The new spending path, which responds to the request for flexibility made by countries like Spain, will classify member states into three categories based on the public debt they accumulate.
Thus, countries with "substantial" debt will have to achieve a complete fiscal adjustment within the horizon of this plan, that is, four years, which are reduced to three in the case of economies with "moderate" debt, while those with a "low" debt will not be required to make adjustments.
However, the proposal contemplates that for countries with a large public debt, the 4-year period has the possibility of being extended up to a maximum of seven if they commit to carrying out reforms or investments. In any case, Member States must ensure that the debt is on a plausible downward path.

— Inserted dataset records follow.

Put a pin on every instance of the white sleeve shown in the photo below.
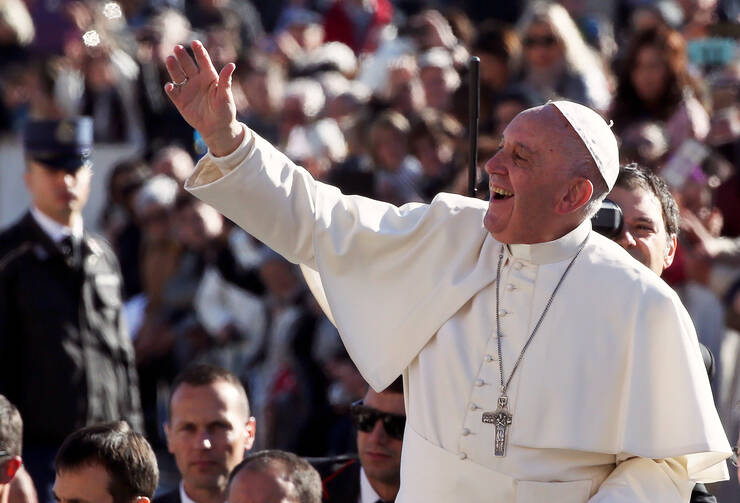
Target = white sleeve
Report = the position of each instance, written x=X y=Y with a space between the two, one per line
x=364 y=256
x=641 y=480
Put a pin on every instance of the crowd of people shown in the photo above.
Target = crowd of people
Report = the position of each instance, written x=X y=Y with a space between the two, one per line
x=370 y=96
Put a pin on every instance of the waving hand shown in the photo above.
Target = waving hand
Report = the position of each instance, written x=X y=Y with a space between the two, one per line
x=203 y=97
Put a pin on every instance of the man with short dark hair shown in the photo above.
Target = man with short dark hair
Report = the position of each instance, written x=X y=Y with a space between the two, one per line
x=650 y=215
x=380 y=419
x=649 y=234
x=208 y=431
x=11 y=440
x=274 y=477
x=105 y=463
x=523 y=383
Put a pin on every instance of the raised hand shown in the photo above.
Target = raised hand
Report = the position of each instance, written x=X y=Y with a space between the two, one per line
x=204 y=99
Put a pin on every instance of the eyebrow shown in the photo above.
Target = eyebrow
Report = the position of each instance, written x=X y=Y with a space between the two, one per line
x=526 y=149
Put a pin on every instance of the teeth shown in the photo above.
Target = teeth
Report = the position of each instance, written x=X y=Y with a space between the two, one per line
x=501 y=191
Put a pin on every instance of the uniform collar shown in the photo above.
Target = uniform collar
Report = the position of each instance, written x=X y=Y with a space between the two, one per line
x=552 y=251
x=54 y=229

Likewise, a specific escape clause is introduced for the Member States that contemplates the possibility of extraordinary events, such as pandemics or wars, derived from the current post-Covid-19 context and the crisis following Russia's attack on Ukraine.

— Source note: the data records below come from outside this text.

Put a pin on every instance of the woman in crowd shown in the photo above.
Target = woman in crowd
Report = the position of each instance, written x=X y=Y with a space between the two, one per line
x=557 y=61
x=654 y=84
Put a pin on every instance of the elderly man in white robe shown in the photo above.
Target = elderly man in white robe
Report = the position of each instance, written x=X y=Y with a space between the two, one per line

The proposal maintains some of the obligations of the current discipline, such as the case of the Excessive Deficit Procedure (PDE), which continues at a maximum of 3%, while the debt-based PDE will be reinforced and activated when a State member with a debt greater than 60% of GDP deviates from the agreed net spending path.
As the European Commissioner for the Economy, Paolo Gentiloni, highlighted this Wednesday at a press conference, "what matters for the sustainability of the debt is that the Member States reduce the high levels of public debt in a realistic, gradual and sustained manner", which that it is conditioned on "moving away from the unrealistic requirements imposed by the 1/20 debt reduction rule" that prevailed in the previous plan.
Regarding the penalties for non-compliance, Gentiloni has stressed that "the possibility of economic sanctions is maintained and it will become more credible by reducing the amounts".
The new tax system also expands this range, for example, adding some that have a greater reputational effect, such as the possibility that the ministers of the Member States in the excessive deficit procedure can also present to the European Parliament the measures to comply with the PDE recommendations.
Furthermore, due to the particular risk of negative repercussions within a monetary union, it would be possible to apply financial sanctions to euro area countries in case of non-compliance.
Another of the European Commission's proposals in this regard is a new instrument to enforce the reform and investment commitments that support a more gradual adjustment trajectory, so that, if a Member State does not fulfill its reform and investment commitments, the tool will empower the European Union to request a review of the path of multi-annual net primary spending to also impose financial sanctions.
These measures are complemented by a reinforcement of prevention through the macroeconomic imbalance procedure (PDM) focused, as Gentiloni pointed out, on new risks, which allows early detection and assessment of the seriousness of emerging imbalances.